By David Beasley
ATLANTA (Reuters) - Residents of a small Georgia town may soon be asked to keep guns in their homes, a proposal that comes as federal lawmakers argue for new limits on firearm ownership.
A city leader in Nelson, 50 miles north of Atlanta, said on Wednesday he proposed an ordinance calling on every head of household to have a gun as a way to keep crime down.
Nelson, home to 1,300 people, employs one police officer, who is only on duty at night, city councilman Duane Cronic told Reuters. When the officer is off duty during the day, residents must call local sheriff's officials if they need assistance, which he said can result in longer response times.

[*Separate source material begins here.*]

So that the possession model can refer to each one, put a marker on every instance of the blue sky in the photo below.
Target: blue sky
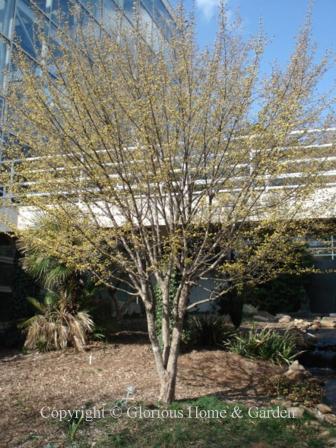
(281, 21)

Cronic said his proposal is similar to an ordinance enacted by the nearby town of Kennesaw in 1982. There would be no penalty for not having a weapon, but the law would send a message to would-be criminals, he said.
"It would be a like putting a big security sign in your front yard," he said.
Cronic's proposal is being considered amid heated debate at the federal and state levels over U.S. gun control laws in the wake of a December shooting rampage that left 26 people dead at a Connecticut elementary school.
The fatal attack has prompted some states to tighten gun laws, while other states are seeking to keep federal gun measures from being applied within their borders.
The Nelson city council will vote on the gun ownership ordinance on April 1, Cronic said.
Crime in Nelson mostly consists of petty theft, Cronic said, and he hopes the gun ordinance will keep it that way.
"This is just a way to keep our crime rate low," he said.